Climate change, the environment and pollution are priorities of governments, legislators, regulators and activists. Commercial activities and its polluting affects over many years have everyone concerned about melting polar caps, ocean acidification, ozone layer depletion, and acid rain to name a few. 

Heightened public sensitivity to pollution events caused by commercial enterprises can garner enough negative publicity as a privacy breach. The law will challenge an organization’s due diligence or lack thereof. And in the case of knowingly committing an offence, criminal sanctions will be assessed against the Corporations and its directors and officers. Whether it’s the application of absolute or strict liability, in the eyes of the courts, polluters will pay.

Corporations need to take a singular green focus on their pollution exposures as they should their technology risks, to assess the apparent and latent operational risks in all their activities. Unfortunately, this green focus gets a cursory look and addressed in the context of overall enterprise risk and insurance portfolio review. But without a green focus, the potential damaging costs could put a company in the red.

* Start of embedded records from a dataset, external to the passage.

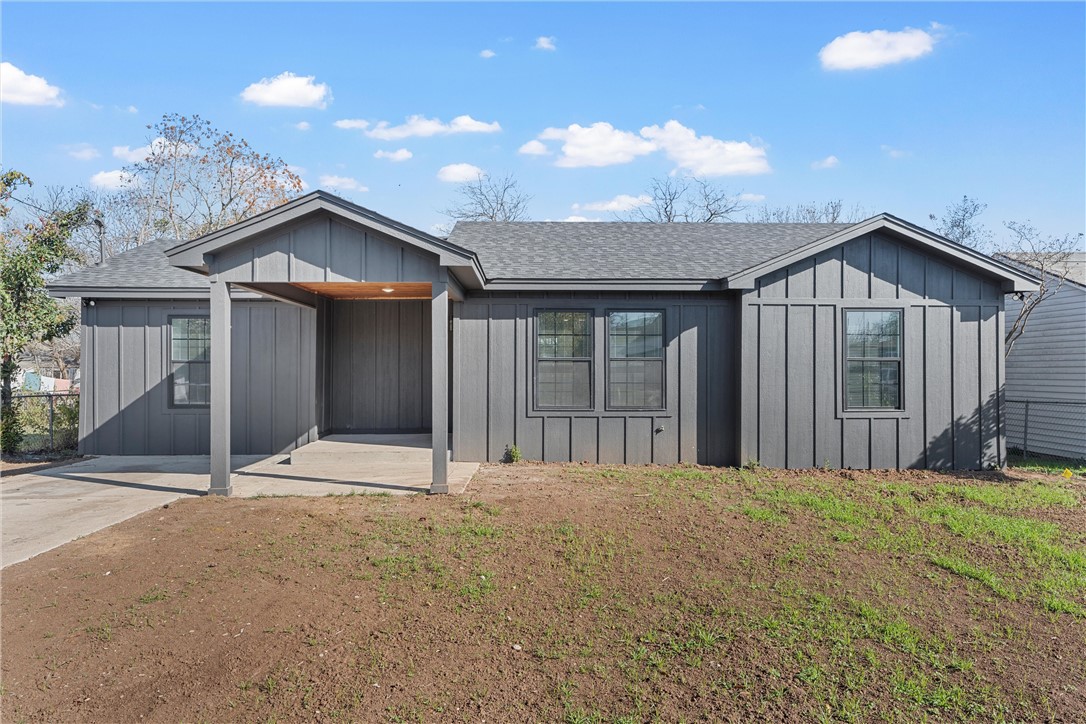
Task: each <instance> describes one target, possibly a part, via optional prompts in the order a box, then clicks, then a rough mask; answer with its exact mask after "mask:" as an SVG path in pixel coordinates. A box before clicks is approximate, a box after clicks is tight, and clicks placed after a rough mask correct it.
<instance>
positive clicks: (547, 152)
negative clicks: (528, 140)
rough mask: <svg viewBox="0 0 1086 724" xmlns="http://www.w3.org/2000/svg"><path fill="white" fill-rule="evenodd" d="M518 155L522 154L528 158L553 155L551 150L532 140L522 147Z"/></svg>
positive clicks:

Whether you feel the likelihood of a pollution event, whether sudden and accidental, or gradual is low to moderate, like fire, the consequences are severe. A pollution event, whether occurring on it’s own occasioned by another contributing peril (commonly referred to as concurrent causation), can create indirect costs beyond direct property damage or bodily injury. Indirect costs can include clean up costs and waste disposal, remediation expenses, third parties liabilities, diminution of property values, regulatory/court fines & penalties, business interruption and reputational damages.

To expand the concept of a pollution event, the pollutant itself doesn’t need to be a toxic substance, but really any substance, in any form, released into the environment where it doesn’t belong and needs to be removed. Contrary to saying, we should be crying about spilt milk.

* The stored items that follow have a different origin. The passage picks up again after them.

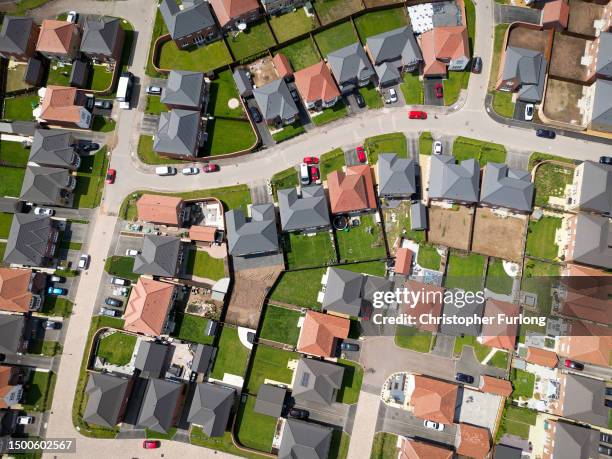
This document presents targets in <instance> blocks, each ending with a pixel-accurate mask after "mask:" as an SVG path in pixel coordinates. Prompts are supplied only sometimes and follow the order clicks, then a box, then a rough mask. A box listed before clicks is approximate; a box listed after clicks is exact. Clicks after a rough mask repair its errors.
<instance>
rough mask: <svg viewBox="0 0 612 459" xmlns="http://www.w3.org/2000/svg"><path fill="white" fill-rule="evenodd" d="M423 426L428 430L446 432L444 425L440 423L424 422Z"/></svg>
mask: <svg viewBox="0 0 612 459" xmlns="http://www.w3.org/2000/svg"><path fill="white" fill-rule="evenodd" d="M423 425H424V426H425V427H427V428H428V429H433V430H437V431H439V432H442V431H443V430H444V424H440V423H439V422H433V421H423Z"/></svg>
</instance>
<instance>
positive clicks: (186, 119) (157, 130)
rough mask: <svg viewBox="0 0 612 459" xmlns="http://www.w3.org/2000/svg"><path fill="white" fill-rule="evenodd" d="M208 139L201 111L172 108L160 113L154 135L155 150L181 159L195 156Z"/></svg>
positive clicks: (168, 155)
mask: <svg viewBox="0 0 612 459" xmlns="http://www.w3.org/2000/svg"><path fill="white" fill-rule="evenodd" d="M205 140H206V136H205V131H204V122H203V121H202V117H201V115H200V112H199V111H195V110H182V109H176V110H170V111H169V112H162V113H161V114H160V115H159V123H158V125H157V131H156V133H155V136H154V137H153V150H155V151H156V152H158V153H161V154H162V155H164V156H169V157H172V158H179V159H190V158H195V157H197V156H198V155H199V152H200V148H202V147H203V146H204V142H205Z"/></svg>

The environmental risk exposures are different for manufacturers, contractors, realty. Each has their elevated risk points; premises & operations, off site and completed operations, product liability and transportation. 

A plastics manufacturer sustained a fire causing partial damage to exterior and interior production line. Although the loss was partial, the fire released toxic fumes into the neighbourhood, friable plastic from burnt inventory combined with water used to contain  the fire created a by product that made its way into the sewer drains on the property, this contaminant made its way into a adjacent stream. This fire loss illustrates the ensuing pollution exposures.

To avoid seeing the red, effective risk management is required to mitigate the environmental risk. The green focus should implement risk control to prevent the event from happening, and implement post loss controls should a pollution event occur. Risk financing should include a proper integration of Directors & Officers insurance and a customized environmental liability policy to address the operational risks mentioned above. This coverage design is essential in protecting the executives as well as the corporate entity. The major caveat here, Commercial General liability policies carried by organizations are very restrictive or non responsive to pollution coverage. It’s best to ask Am I covered now?, then after a loss.

Yes, the green focus can keep your company out of the red, maintain business continuity and sustained profitability by effectively managing your environmental risks.